Pilgerreise                                                                                                                                                                                zurück

Wichtige ELEMENTE ERICKSON‘SCHER THERAPIE

Ein grundlegendes Prinzip bei Erickson ist das Vorgehen nach einer Strategie. Von strategischer Therapie spricht man, wenn der Therapeut vergleichbar mit einem Schachspieler seine Therapie über mehrere Schritte vorausdenkt und plant. Zusätzlich finden sich häufig auch Elemente einer Inszenierung, bei der ebenfalls, vergleicht man mit der Theaterinszenierung, eine Entwicklung über mehrere Akte stattfinden kann. Die folgende Geschichte, Die Truhe von Indnes Shah (1994, 5. 70), enthält typische Elemente strategischer Planung und Inszenierung.

Ein Mann, der eine Pilgerreise nach Mekka machen wollte, entschied sich, vor seiner Abreise eine Truhe mit seinen Wertsachen bei einem angesehenen Kaufmann in Kairo zu hinterlegen und nur ein paar Dinge, die er unbedingt brauchte, mit auf die Pilgerfahrt zu nehmen. So fand er sich wenig später in dem Laden des Mannes ein, den seine Freunde ihm als einen sehr ehrenhaften Menschen beschrieben hatten. Er vertraute ihm seine Truhe an und trat seine Pilgerreise an.

Als er jedoch zurückkehrte und sein Eigentum zurückhaben wollte, behauptete der Kaufmann, dass er weder jemals irgend etwas von ihm bekommen habe noch ihn jemals zuvor getroffen habe. Und auch die Nachbarn weigerten sich zu glauben, dass ein so ehrenhafter Mann wie der Kaufmann lügen könne.
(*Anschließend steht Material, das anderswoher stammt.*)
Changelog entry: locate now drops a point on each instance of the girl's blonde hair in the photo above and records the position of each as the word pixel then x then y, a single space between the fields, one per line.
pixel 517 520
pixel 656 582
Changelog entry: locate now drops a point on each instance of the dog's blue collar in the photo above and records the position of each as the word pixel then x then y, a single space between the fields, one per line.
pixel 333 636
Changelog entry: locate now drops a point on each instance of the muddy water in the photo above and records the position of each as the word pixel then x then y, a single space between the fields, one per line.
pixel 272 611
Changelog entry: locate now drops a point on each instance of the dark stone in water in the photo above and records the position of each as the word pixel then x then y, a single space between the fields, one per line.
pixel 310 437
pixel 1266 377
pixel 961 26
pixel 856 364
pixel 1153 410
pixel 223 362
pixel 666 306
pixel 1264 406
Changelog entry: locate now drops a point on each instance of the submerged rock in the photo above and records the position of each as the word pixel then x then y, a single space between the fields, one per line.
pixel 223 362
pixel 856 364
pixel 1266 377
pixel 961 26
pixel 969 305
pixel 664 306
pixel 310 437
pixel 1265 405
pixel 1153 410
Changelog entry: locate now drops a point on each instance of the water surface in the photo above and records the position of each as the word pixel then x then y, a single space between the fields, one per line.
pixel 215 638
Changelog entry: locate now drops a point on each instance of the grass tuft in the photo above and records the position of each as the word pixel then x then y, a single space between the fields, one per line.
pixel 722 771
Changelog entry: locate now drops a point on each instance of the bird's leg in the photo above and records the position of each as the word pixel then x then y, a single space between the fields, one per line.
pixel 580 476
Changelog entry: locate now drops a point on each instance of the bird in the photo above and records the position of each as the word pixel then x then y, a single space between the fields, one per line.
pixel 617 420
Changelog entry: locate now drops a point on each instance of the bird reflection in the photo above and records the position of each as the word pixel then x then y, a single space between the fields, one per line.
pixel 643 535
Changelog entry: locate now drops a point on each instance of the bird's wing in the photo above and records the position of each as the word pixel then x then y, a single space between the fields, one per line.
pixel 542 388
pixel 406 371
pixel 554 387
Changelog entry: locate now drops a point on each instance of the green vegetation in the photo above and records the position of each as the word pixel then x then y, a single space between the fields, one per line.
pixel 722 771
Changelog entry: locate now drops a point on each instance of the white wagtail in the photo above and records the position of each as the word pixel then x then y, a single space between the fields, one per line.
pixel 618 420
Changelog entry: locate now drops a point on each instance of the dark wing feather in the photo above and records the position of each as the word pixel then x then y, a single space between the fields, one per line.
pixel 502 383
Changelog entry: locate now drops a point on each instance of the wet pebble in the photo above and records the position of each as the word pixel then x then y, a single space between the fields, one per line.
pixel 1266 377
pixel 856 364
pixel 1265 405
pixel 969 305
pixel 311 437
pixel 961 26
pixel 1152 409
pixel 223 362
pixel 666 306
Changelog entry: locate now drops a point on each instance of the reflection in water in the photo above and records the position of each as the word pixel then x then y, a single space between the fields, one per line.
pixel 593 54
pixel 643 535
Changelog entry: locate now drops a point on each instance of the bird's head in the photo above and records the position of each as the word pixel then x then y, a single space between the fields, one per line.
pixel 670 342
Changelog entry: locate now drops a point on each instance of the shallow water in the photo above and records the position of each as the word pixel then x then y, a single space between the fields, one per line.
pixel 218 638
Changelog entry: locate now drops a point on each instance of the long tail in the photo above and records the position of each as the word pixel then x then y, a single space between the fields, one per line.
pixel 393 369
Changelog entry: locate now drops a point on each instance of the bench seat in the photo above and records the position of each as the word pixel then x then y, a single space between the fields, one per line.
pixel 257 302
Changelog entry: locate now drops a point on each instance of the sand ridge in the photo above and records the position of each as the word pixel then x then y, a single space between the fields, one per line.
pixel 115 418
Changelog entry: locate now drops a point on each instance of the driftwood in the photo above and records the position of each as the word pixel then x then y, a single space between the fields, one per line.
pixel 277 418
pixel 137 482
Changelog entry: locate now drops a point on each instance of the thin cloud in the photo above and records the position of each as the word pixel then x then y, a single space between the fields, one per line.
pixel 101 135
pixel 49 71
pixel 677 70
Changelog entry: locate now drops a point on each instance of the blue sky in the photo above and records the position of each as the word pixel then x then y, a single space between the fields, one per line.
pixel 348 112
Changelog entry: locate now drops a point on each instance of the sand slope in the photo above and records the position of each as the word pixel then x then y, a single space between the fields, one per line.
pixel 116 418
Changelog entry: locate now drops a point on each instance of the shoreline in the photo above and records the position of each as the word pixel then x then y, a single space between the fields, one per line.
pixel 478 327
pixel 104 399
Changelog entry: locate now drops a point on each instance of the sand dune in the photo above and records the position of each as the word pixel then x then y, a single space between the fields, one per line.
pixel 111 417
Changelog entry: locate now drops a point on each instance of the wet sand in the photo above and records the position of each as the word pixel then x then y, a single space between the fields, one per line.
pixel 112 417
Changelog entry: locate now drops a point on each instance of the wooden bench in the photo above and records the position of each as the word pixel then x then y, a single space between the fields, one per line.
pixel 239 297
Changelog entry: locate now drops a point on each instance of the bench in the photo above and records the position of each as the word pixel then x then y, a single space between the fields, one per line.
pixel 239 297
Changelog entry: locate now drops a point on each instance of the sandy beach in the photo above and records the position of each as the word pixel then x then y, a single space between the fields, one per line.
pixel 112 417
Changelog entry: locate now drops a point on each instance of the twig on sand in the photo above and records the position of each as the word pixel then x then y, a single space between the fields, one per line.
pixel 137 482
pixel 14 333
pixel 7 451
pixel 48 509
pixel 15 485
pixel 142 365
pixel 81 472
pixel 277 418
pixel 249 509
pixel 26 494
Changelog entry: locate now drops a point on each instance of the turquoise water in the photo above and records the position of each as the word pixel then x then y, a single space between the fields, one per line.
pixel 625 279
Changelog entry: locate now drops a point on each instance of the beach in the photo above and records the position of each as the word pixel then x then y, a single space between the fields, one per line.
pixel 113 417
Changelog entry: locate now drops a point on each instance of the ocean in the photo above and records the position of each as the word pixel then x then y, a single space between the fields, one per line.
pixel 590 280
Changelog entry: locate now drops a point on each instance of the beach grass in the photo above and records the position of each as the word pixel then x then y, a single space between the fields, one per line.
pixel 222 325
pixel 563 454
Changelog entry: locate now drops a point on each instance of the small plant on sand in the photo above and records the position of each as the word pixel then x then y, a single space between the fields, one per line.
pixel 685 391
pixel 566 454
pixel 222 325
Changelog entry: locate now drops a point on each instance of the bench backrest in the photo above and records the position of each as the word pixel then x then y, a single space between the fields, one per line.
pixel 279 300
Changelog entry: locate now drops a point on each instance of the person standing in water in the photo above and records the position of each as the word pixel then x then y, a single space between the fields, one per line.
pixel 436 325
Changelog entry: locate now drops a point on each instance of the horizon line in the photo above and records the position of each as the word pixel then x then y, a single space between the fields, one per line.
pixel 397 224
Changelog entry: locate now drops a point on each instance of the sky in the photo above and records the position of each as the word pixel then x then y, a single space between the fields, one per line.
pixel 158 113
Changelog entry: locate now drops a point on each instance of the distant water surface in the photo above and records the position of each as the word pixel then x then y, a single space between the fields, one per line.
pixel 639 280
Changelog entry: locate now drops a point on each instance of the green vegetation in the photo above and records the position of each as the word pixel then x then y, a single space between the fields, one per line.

Der Pilger, der nur noch sehr wenig Geld hatte und sich ohne Freunde in einem fremden Land befand, ging - schockiert und verwirrt - die Straße hinunter, unfähig zu entscheiden, was nun zu tun sei. In diesem Zustand bemerkte ihn eine weise Frau, welche das Gewand eines Derwisches trug, und sie fragte ihn nach dem Grund seiner Verwirrung.
Nachdem er ihr erklärt hatte, was ihm zugestoßen war, sagte sie: “Was möchtest du in dieser Sache unternehmen?“
“Mir fällt nichts anderes ein, als es mit Gewalt zu versuchen oder zur Polizei zu gehen“, erwiderte der Pilger.

 “Die Polizei wird dir nicht helfen können, solange du das Verbrechen nicht beweisen kannst“, meinte die Frau, “und wenn du es mit Gewalt versuchst, wirst du im Gefängnis landen. Wenn du mir er absolut vertraust, kann ich dir einen Weg zeigen, wie du ganz sicher wieder an dein Eigentum gelangen kannst.“

Der Pilger willigte ein und versprach, alles zu tun, was sie verlangte.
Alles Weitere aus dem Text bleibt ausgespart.